Parece o início do guião de um filme: um procurador português que se deixou corromper por um vice-presidente de Angola, arquivando investigações em que o governante é suspeito. A história abalou as relações políticas e diplomáticas entre os dois países. Mas o suspense da reviravolta surgiu nos últimos dias, quando o magistrado suspeito decidiu abrir o jogo e pôr em causa tudo o que a acusação defende: garante que só não tinha revelado a verdade antes porque estava a viver na dependência dos responsáveis pelo esquema e admite que cometeu crimes de fraude fiscal e branqueamento de capitais. 

Mas a grande pedra no charco foi quando o antigo procurador Orlando Figueira revelou que quem lhe pagou o dinheiro – que o MP considera ser suborno – foi um influente banqueiro angolano, Carlos Silva, com a ajuda de um do advogado Daniel Proença de Carvalho. Quanto a Manuel Vicente, ex-governante de Angola que se pensava ser o seu corruptor, assegura que nem o conhece.

O julgamento da Operação Fizz já tem data marcada – ainda que Manuel Vicente ainda não tenha sido constituído arguido – mas o requerimento agora entregue no Tribunal Judicial de Lisboa por Orlando Figueira pode alterar o rumo de tudo. A Procuradoria-Geral da República admite uma nova investigação, desta vez a Carlos Silva e Daniel Proença de Carvalho, que tinham ficado de fora da acusação. «O Ministério Público encontra-se a recolher e analisar elementos com vista a decidir quais os procedimentos a desencadear no âmbito das respetivas competências», disse ao SOL o gabinete de Joana Marques Vidal.

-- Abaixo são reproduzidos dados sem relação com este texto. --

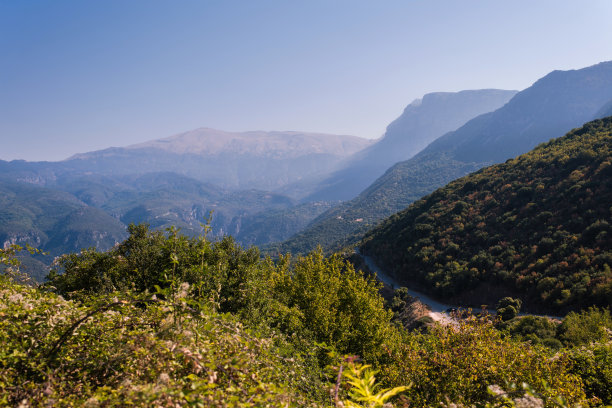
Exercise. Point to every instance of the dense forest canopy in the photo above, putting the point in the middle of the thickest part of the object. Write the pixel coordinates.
(537, 226)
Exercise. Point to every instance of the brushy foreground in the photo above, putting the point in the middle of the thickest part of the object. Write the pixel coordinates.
(277, 336)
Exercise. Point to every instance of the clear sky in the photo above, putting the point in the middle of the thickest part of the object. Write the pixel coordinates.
(81, 75)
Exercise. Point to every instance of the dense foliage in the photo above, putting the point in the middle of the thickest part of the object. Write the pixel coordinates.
(170, 320)
(312, 297)
(537, 226)
(549, 108)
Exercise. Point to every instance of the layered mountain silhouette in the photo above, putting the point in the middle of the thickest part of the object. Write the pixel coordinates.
(247, 160)
(536, 227)
(553, 105)
(422, 121)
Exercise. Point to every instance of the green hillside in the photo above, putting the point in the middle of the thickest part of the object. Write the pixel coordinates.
(537, 226)
(53, 221)
(552, 106)
(167, 320)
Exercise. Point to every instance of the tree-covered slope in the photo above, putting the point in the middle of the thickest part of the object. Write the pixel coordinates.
(53, 221)
(422, 121)
(552, 106)
(537, 226)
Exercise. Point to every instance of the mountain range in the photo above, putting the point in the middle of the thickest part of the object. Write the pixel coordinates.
(553, 105)
(422, 121)
(536, 227)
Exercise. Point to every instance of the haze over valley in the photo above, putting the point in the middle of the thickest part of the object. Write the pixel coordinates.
(317, 204)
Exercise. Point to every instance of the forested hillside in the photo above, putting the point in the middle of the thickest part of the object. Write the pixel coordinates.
(177, 321)
(422, 121)
(552, 106)
(537, 227)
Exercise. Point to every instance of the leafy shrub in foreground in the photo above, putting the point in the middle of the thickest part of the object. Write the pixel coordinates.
(112, 351)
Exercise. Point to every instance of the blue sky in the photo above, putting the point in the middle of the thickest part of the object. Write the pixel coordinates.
(84, 75)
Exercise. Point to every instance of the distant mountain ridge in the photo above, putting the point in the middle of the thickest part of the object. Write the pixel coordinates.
(236, 160)
(422, 121)
(552, 106)
(537, 227)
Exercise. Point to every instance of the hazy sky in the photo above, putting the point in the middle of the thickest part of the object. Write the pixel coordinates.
(84, 75)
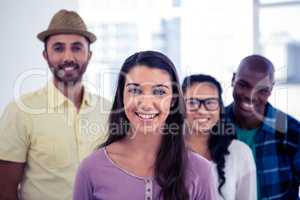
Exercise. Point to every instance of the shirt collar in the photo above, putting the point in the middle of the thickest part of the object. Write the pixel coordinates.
(56, 98)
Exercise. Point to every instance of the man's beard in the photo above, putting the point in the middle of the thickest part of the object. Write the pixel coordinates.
(61, 75)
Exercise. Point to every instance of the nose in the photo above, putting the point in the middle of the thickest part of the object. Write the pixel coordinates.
(249, 95)
(146, 102)
(68, 56)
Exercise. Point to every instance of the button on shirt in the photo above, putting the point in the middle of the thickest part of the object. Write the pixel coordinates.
(44, 130)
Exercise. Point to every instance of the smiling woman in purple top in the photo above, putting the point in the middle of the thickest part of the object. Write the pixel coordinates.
(144, 156)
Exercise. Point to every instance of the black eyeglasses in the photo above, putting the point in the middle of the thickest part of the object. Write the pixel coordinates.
(210, 104)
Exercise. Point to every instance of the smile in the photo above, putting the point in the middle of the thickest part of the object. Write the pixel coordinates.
(146, 116)
(247, 106)
(70, 68)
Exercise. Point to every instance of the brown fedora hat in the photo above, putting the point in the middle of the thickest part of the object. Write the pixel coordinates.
(67, 22)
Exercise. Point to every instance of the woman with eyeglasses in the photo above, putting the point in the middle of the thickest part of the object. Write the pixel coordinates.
(209, 135)
(145, 156)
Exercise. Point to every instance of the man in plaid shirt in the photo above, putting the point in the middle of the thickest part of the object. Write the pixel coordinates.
(273, 136)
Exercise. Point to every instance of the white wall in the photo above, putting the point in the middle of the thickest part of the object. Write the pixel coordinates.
(20, 50)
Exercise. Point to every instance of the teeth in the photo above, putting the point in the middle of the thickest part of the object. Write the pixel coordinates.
(247, 105)
(202, 120)
(69, 68)
(146, 116)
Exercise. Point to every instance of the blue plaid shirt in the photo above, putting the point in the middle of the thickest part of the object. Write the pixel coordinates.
(277, 145)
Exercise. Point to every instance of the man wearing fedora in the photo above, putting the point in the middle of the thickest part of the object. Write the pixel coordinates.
(45, 134)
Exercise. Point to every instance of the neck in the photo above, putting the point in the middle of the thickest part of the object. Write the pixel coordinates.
(144, 144)
(74, 92)
(198, 142)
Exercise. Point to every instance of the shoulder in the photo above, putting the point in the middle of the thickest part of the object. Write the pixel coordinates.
(239, 148)
(241, 155)
(27, 103)
(93, 162)
(101, 102)
(198, 166)
(32, 102)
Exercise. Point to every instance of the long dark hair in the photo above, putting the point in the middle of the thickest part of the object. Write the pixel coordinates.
(171, 157)
(220, 137)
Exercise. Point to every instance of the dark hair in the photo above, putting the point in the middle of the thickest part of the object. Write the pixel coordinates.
(220, 138)
(171, 157)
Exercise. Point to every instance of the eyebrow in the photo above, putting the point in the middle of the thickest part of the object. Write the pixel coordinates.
(74, 43)
(77, 43)
(138, 85)
(58, 43)
(132, 84)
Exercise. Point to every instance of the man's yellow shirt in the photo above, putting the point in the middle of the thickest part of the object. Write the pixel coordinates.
(44, 130)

O requerimento em que surgem todas as revelações, e a que o SOL teve acesso, deixa claro que houve uma mudança de estratégia da defesa do antigo procurador do Departamento Central de Investigação e Ação Penal (DCIAP), que até então, diz, estava a omitir dados importantes porque tinha feito um «acordo de cavalheiros» com Daniel Proença de Carvalho em como nunca tocaria no seu nome nem no de Carlos Silva. Orlando Figueira diz ainda que já queria ter mudado de postura há algum tempo mas que não o pode fazer porque quem o defendia – uma equipa da CuatreCasas, onde se destaca o nome do advogado Paulo Sá e Cunha – era pago pelo angolano Carlos Silva, vice-presidente do BCP e presidente do Banco Privado do Atlântico, que segundo o magistrado está «no epicentro de tudo».

«Desta forma ardilosa, o dr. Proença de Carvalho conseguiria, como conseguiu, condicionar a defesa do arguido, como se viu, vindo a terminar na renúncia ao mandato por parte dos seus mandatários. Mais ainda, pagando aos poucos, a conta-gotas, esses honorários, ainda condicionava mais a sua defesa, como facilmente se compreenderá», denuncia Orlando Figueira, repetindo em quase todo o requerimento que desde saiu do DCIAP, com uma licença sem vencimento, nunca viu Carlos Silva cumprir o que ambos tinham acordado – um emprego em Angola com uma remuneração mensal de 15 mil dólares.

Acusação é estória romanceada

O procurador, que chegou a estar preso na cadeia de Évora, diz no entanto que mesmo mesmo antes desta denúncia a acusação tinha tudo para chegar aos verdadeiros responsáveis, em vez de construir «uma estória romanceada, totalmente falsa»: «[O MP] começou a investigação do fim para o princípio; Bem sabendo que tinham um inocente preso; que estavam a enlamear a figura de um Chefe de Estado também ele inocente, prejudicando de uma forma totalmente irresponsável as relações diplomáticas entre dois Estados Soberanos, Portugal e Angola».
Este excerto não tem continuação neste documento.